For TUI sessions, start OpenCode the same way and reproduce manually:
opencode --print-logs --log-level DEBUG 2> /tmp/opencode-provider.logUse the provider statusCode and response body text to tune the retry rules:
{
"plugin": [
[
"@renjfk/opencode-model-fallback",
{
"retry_on_errors": [429, 403],
"retryable_error_patterns": ["rate.?limit", "usage.?limit"],
"mappings": {
"openai/gpt-5.5": "azure-ai-foundry/gpt-5.5"
}
}
]
]
}If the status code is not in retry_on_errors, add it. If the response body has
stable text or an error type, add a small regex matching it to
retryable_error_patterns. If there is no service=llm error line, OpenCode did
not reach the provider or the run was stopped before the provider returned.
opencode-model-fallback is open to contributions and ideas!

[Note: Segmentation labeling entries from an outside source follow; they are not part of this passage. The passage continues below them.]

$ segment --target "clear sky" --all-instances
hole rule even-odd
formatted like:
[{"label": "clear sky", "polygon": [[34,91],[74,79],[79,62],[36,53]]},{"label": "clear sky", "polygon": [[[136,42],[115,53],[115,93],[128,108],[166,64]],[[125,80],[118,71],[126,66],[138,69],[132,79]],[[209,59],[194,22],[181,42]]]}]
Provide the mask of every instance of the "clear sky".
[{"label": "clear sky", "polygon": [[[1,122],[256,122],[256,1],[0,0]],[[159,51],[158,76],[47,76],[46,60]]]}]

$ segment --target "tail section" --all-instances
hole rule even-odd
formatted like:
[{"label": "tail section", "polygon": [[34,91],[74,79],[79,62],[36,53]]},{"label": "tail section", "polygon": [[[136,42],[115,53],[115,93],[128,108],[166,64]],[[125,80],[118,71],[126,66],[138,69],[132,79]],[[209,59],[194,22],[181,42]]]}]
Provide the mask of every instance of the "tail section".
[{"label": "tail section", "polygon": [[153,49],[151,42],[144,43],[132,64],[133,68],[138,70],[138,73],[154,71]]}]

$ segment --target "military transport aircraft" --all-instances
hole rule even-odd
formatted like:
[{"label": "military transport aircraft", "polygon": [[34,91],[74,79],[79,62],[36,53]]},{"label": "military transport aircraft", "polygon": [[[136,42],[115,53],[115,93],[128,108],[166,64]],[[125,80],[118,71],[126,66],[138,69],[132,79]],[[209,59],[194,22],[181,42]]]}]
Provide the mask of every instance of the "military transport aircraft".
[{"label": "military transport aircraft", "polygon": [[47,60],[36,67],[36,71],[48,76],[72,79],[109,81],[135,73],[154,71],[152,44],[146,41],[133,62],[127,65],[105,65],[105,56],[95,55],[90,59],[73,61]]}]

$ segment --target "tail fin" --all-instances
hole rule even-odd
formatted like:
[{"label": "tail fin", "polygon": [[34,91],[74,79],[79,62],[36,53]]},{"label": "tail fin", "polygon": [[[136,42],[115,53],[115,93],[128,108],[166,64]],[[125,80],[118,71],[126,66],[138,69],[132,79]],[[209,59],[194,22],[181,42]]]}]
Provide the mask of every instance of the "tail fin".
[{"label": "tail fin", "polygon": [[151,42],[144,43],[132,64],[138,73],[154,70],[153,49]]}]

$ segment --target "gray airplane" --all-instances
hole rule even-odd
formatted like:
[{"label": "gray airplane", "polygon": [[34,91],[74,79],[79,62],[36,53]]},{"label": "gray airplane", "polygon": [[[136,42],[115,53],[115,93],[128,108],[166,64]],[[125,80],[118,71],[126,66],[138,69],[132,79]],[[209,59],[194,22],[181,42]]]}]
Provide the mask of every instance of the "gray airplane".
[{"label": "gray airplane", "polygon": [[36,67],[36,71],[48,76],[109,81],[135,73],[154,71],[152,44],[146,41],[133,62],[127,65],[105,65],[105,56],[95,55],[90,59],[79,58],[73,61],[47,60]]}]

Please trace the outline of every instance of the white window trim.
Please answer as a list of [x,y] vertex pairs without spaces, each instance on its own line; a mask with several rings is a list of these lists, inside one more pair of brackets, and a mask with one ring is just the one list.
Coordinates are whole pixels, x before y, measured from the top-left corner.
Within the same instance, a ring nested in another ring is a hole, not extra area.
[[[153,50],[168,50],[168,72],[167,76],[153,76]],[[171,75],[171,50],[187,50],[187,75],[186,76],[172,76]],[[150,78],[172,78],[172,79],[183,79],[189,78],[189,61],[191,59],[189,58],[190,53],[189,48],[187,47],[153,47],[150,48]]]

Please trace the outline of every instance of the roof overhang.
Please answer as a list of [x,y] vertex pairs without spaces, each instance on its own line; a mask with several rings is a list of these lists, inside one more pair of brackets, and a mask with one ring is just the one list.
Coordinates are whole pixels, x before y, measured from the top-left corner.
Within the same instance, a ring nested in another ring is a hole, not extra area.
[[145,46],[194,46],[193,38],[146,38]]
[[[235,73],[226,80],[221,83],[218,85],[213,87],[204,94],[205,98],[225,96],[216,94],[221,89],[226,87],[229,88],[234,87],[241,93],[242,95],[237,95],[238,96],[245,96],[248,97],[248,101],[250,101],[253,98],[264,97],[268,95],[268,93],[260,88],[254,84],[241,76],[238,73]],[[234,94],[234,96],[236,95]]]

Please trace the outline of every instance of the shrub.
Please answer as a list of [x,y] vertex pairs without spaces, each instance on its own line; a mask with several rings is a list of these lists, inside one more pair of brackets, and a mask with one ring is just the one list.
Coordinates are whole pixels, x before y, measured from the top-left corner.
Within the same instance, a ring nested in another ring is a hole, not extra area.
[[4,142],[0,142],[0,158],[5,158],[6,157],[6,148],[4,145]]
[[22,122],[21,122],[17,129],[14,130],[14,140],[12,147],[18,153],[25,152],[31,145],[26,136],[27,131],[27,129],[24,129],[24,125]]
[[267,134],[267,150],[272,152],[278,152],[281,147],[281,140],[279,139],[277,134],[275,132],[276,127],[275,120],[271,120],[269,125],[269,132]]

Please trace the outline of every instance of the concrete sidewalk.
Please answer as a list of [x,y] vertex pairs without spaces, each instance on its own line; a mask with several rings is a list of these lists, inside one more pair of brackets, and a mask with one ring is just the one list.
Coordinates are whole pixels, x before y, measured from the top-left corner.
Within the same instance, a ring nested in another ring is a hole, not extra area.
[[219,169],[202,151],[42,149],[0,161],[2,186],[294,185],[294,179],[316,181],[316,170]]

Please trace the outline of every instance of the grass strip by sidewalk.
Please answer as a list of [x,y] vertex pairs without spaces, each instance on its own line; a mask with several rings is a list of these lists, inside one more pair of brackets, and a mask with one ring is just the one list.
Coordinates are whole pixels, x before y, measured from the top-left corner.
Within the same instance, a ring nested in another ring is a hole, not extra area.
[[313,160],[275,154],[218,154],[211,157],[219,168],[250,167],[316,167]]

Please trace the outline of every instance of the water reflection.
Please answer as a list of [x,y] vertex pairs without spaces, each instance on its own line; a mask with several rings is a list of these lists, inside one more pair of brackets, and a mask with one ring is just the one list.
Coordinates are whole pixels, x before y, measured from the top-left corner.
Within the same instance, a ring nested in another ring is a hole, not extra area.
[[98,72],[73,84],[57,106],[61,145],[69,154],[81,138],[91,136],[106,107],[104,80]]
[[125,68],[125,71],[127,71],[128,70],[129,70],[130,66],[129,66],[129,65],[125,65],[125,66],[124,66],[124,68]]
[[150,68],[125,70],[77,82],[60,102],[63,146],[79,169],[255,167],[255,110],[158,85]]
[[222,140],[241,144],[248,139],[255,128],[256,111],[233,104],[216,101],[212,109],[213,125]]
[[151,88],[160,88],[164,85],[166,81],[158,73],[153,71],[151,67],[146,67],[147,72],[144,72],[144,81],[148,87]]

Format: type: brief description
feat:new features or functionalityfix:bug fixesenhance:improvements to existing featureschore:maintenance tasks, dependencies, cleanupdocs:documentation updatesbuild:build system, CI/CD changes
npm run test # node test suite
npm run check # test + lint + fmt
npm run lint # oxlint
npm run fmt # oxfmt --check
npm run fmt:fix # oxfmt --writeTo test unpublished changes in the OpenCode TUI, point ~/.config/opencode/config.json
at the local repo path, not the npm package name:
{
"plugin": ["/Users/your-user/opencode-model-fallback"]
}Manual releases via opencode; see RELEASE_PROCESS.md.
This project is licensed under the MIT License.